Comment by Kovah

11 hours ago

I'm really not into math and got really lost in the second half of "Adding points on a curve". Just don't understand what the author wants to tell me with the grouping and the role of the identity element, which is called infinity but is zero?

However, after looking at the next section and playing with the chart I immediately got the idea where the whole article is heading. Interesting to see how this works.

Just to toss on some info you might already know, the mention about grouping is related to group theory. [0] If a set satisfies those 3 axioms, there's some assertions you can build off that are common to all group theory sets, and having an identity element is one of them. It's weird that it's NOT zero, but in this case, infinity behaves LIKE zero. (Imagine going infinitely along the curve on the x-axis towards the open part of the curve, so therefore going infinitely up/down the y-axis.
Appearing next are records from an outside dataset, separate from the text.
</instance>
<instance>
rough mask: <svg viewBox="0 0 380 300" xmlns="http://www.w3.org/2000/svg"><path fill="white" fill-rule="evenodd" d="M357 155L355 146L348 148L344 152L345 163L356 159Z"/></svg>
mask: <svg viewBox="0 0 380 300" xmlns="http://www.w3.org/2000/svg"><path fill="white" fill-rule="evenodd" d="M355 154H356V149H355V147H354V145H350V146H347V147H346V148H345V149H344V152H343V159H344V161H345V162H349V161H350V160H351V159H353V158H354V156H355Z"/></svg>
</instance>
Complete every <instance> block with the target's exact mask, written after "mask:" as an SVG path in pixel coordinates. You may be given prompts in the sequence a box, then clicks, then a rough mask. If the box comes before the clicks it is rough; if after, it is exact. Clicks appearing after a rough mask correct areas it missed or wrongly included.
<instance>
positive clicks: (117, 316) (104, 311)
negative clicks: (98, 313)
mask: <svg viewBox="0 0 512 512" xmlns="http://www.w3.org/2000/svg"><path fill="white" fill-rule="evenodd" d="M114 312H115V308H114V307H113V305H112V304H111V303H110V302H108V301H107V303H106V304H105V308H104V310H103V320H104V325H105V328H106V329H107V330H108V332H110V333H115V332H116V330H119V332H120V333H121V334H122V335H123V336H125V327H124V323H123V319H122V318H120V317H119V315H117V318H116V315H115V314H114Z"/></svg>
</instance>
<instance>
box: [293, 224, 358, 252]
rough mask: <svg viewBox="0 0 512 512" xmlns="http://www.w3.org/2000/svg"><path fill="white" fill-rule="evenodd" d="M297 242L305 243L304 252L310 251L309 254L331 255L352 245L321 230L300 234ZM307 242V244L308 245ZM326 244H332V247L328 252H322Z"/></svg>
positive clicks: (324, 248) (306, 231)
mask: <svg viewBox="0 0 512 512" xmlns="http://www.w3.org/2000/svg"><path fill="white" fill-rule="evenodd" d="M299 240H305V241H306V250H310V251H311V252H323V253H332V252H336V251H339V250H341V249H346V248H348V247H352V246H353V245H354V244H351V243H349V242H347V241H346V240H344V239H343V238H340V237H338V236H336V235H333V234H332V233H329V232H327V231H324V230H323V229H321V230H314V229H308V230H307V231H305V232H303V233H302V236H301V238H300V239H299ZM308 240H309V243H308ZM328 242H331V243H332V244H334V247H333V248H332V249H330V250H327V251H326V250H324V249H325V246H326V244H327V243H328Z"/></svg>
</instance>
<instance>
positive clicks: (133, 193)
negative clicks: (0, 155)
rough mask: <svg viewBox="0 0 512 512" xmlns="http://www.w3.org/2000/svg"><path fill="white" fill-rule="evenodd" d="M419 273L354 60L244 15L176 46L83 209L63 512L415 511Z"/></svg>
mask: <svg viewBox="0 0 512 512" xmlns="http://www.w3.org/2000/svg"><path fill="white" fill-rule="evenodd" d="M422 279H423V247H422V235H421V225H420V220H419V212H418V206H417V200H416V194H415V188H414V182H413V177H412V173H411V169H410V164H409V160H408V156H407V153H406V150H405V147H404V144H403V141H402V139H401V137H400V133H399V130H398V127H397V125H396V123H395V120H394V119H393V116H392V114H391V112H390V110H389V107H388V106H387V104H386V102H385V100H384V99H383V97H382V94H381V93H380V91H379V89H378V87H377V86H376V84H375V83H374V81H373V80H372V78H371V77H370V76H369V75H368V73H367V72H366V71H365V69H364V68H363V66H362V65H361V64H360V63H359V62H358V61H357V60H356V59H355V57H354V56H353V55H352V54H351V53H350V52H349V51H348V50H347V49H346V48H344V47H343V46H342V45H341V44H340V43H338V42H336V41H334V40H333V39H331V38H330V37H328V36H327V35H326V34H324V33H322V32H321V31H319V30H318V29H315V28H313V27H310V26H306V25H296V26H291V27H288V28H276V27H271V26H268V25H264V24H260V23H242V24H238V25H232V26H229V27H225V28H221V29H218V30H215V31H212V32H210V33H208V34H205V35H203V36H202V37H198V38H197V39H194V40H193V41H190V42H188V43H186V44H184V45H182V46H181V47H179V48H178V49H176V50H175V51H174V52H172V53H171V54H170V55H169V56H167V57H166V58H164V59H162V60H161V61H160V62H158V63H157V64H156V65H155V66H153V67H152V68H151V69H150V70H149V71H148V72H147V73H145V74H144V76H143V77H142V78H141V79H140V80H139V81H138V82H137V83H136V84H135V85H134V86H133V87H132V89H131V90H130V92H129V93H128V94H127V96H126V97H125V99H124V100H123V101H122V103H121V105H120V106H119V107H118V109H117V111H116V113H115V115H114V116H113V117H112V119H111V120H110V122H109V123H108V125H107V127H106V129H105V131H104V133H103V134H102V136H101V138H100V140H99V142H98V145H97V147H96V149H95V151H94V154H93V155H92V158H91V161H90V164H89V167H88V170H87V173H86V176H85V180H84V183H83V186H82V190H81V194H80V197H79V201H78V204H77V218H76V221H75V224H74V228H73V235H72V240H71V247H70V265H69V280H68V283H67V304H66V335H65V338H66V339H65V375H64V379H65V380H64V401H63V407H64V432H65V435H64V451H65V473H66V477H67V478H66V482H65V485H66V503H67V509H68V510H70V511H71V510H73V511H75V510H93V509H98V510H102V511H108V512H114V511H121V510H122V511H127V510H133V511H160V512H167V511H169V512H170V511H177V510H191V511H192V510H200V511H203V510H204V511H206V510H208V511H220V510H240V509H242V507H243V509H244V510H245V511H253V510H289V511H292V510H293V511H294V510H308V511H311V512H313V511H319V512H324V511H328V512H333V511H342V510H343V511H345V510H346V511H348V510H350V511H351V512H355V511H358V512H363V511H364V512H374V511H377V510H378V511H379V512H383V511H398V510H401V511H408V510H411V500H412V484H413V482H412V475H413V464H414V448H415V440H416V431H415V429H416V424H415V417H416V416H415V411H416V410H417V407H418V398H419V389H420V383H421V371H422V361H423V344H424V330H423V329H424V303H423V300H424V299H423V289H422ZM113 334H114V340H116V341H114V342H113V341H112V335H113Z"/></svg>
At somepoint, you're essentially have a vertical line between the original point, and your infinitely far away point, which points at the exact opposite side of the curve, which reflects back to the original point.) For natural numbers, zero is the identity, since X + 0 = X, in the same way P + infintelyfarawaypoint = P in this set.

To use a dumb analogy, it's polymorphism where your interface is something like regular old natural numbers: as long as your class behaves like natural numbers in some key ways, you can pass them to any add()/subtract()/multiply() functions relying on that behaviour.

[0] https://en.wikipedia.org/wiki/Group_(mathematics)#Definition

There is a slight bug on the interaction. When you set P=Q or for example you can't get the one P at the top and Q at the bottom. The lines disappear.

Basically you need the "infinite/zero" point to compensate for a situation when you have two points completely perpendicular to the x-axis. AKA it is not intersecting a third point. So it intersects this special "infinite" point.

And conceptually why you need this "infinite" point is that without it you can't add points together properly.

Say for counter argument instead of doing this "flip or mirror" across the x-axis (in the interaction it is the red dot appearing). And instead the red dot just appears on the same side as the two points being added on the curve - without the flipping.

If P1+P2 = Q instead of this Q' that is flipped. And P2+Q = P1

If you try and add P1+P2+Q you would get either Q+Q or P1+P1 depending on if you did (P1+P2)+Q or adding up P1+(P2+Q) which are not equal.

so you need this red dot flipping thing happening in the interaction. However, if you have this flipping that means P1+P2 = Q' which is the mirror flip of Q.

So Q'+Q need to equal this special infinite/zero point to ensure associativity works.